Constantine sighed. “That's a Level 10 container. Nothing should breach it.”

And here we were, skirting the edge of the topic again.

I fished out the small bundle of fur and paws and scooted it toward him. The animal’s hackles were raised, and a low growl emanated between hisses. It could possibly be classified as a cat, if cats came in violet, cream, and electric blue, and had three forked tails and a hundred teeth too big for their mouths.

He stared at it, then at me. “Well, I don't want it.”

“It's yours now.”

The catlike thing sank its teeth into him and he swore. He tried to shake it from his hand, but the cat’s gaze was zeroed in on his and it never looked away even as it curled around his hand, kicking the underside at the same time it tried to tear the flesh from his fingers. Con swore again and magic blasted outward, outlining the cat’s skeleton in pure electric blue. Teeth still embedded, the cat gave a noise somewhere between a chuff and a growl.

“It is definitely yours,” I said and started to pack up.

The cat let go abruptly and magic sparked. Then, as if it had been its goal all along, it licked a stripe up the wounds it had inflicted and pushed its terrifying head against Con’s fingers.

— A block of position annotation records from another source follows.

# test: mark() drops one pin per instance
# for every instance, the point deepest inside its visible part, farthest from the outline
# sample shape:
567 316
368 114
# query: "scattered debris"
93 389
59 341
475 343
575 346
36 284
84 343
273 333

The sharp, sly look in the feline’s eyes confirmed ownership as much as the scars disappearing beneath its tongue.

“Vile beast,” he said, frowning at the cat at the same time he started petting it. His shoulders relaxed a small measure as the animal’s head butted against his palm, slicing his skin only slightly with the graze of its razor teeth while trying to eat the highly magical signet stone on his finger.

Small waves of interest and humor emanated from Constantine as he rotated his hand to flummox the beast. Creating more furry things went on my mental agenda.

“Now, how are you feeling?” he asked, still petting the razorcat.

“Disquieted.” I swallowed. Powerful.

“I'm not going back to campus.”

“I know.” And I am glad—a guilty, horrible thought. “Something terrible is going to happen to you.”

“Something terrible already has,” he said, feelings coiled and harder to decipher.

The cat curled into the curve of his elbow, leaving slices in his sleeve.